# New Pork Rub idea???



## smokin ts bbq (Jul 3, 2016)

Hey guys! 
So my normal pork rub is usually mccormicks apple rub mixed with their pork rub. When I can't find that. I just mix up some kosher salt. Black pepper. White and brown sugar. Onion and garlic powder. Ground coffee. And a ton of paprika for color. It turns out OK. But I wanna take it up a notch. I'm thinking Of maybe cutting some of the paprika. And putting in some cherry kool-aid mix for cherry flavor and a little brighter color so my ribs don't get close to black. Also. I was thinking of adding honey powder for a different type of sweetness. As well as ancho chili powder or curry powder for a little heat to balance out the sweetness. What do you guys think???  I wanna have more of a cherry flavor in my ribs and butts. Cherry coke during the wrap just isn't transferring enough cherry flavor to my meat. Also. I would like to try to keep my ribs "Memphis dry style" as possible. 

Thanks for the help.


----------



## chef jimmyj (Jul 3, 2016)

Smokin Ts BBQ said:


> Hey guys!
> So my normal pork rub is usually mccormicks apple rub mixed with their pork rub. When I can't find that. I just mix up some kosher salt. Black pepper. White and brown sugar. Onion and garlic powder. Ground coffee. And a ton of paprika for color. It turns out OK. But I wanna take it up a notch. I'm thinking Of maybe cutting some of the paprika. And putting in some cherry kool-aid mix for cherry flavor and a little brighter color so my ribs don't get close to black. *That will work. You will need to play to get the right amount. What is good from the bowl tastes different cooked.*Also. I was thinking of adding honey powder for a different type of sweetness. *I tried this and the Honey flavor was lost. Add Honey in the Foil or brush on before service. *As well as ancho chili powder or curry powder for a little heat to balance out the sweetness. *Ancho adds a nice earthy depth but ZERO heat. Try Ground Guajillo for mild/medium heat or Ground Chiles de Arbol for more punch. I like to mix them up. Ancho, Guajillo and De Arbol. McCormick Curry Powder has next to no heat and is muddled. Search Madras Curry or try Garam Masala and add Cayenne or above ground Chiles to your taste. *What do you guys think??? *Other options, a little Chinese Five Spice, Ras el Hanout, Ethiopian Berbere mix, Lebanese 7 Spice blend...Too many possibilities to list...*  I wanna have more of a cherry flavor in my ribs and butts. Cherry coke during the wrap just isn't transferring enough cherry flavor to my meat. Also. I would like to try to keep my ribs "Memphis dry style" as possible. *Have Fun...JJ*
> 
> Thanks for the help.


----------



## unstuckintime (Dec 27, 2016)

Your base rub sounds like mine minus the coffee.  Try using smoked paprika in place of the standard stuff, a little Chilli powder, Cummin and a dash of cinnamon.


----------



## smokin jaynh (Apr 1, 2017)

I often try to turn it up a notch with my rubs. I mostly do a Kansas city style for my pork and chicken. My beef is a bit different. 

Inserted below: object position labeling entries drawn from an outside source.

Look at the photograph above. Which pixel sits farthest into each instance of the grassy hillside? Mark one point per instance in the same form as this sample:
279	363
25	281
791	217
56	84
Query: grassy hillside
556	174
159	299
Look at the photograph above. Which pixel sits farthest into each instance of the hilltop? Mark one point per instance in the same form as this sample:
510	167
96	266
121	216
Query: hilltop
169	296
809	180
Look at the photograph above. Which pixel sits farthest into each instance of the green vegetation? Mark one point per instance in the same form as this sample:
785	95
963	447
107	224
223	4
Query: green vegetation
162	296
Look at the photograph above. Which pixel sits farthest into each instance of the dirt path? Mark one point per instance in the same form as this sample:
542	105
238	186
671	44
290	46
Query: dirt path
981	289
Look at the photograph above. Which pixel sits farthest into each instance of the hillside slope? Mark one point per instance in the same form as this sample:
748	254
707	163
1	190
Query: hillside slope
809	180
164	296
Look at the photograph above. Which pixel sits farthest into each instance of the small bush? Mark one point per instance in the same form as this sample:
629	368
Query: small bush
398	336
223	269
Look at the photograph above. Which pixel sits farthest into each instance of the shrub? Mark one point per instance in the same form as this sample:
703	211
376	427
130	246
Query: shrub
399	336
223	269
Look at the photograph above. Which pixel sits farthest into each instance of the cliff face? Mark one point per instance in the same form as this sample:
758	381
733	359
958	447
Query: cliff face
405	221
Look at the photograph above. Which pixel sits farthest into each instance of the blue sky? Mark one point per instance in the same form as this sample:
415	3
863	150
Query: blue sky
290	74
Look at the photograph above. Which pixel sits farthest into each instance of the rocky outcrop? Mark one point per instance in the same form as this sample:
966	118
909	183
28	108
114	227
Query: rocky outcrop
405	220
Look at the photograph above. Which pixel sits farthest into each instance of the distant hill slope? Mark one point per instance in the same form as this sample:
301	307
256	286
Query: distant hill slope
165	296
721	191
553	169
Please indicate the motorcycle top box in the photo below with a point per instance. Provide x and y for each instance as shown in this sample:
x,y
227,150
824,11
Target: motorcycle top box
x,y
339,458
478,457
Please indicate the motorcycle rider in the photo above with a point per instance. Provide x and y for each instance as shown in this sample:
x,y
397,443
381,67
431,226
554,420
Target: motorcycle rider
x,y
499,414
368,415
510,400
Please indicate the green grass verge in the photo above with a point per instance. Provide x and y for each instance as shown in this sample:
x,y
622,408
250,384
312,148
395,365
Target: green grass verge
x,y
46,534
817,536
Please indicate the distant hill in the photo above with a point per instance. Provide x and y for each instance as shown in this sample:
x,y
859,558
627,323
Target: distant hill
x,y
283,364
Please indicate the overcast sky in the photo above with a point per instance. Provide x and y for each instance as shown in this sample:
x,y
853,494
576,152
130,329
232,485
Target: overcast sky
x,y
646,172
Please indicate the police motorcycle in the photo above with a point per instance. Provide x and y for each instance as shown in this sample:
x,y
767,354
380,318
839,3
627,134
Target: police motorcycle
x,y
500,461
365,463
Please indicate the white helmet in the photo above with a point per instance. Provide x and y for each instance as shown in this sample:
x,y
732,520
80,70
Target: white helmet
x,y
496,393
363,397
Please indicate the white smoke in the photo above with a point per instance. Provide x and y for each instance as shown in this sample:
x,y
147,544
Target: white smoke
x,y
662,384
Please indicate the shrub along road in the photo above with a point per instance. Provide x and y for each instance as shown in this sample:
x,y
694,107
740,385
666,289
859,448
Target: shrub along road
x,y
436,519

Adding some dry mustard can tweak the flavor a bit. My favorite secret, which I don't tell people to often, is Ginger powder. Adds a nice complex layer of flavor, don't over do it. 

For heat, I'll add some smoked hot paprika in addition to regular paprika. Also the basic cayenne pepper or even some Red flake. Depends on your taste. Little extra black pepper(freshly ground or course) could do the trick also. 

For sweetness I usually rely on the brown sugar I add, but beyond that it's a hefty dose of Agave syrup or being from the northeast I love to add some real maple syrup when I wrap with foil. 

My question is, how are you guys preparing meat before the rub? I tend to slather in a yellow mustard simply for the vinegar properties. I heard someone say to use an oil before the rub which doesn't make much sence to me seeing I was always taught to never add a fat to a fat. 

Thoughts?


----------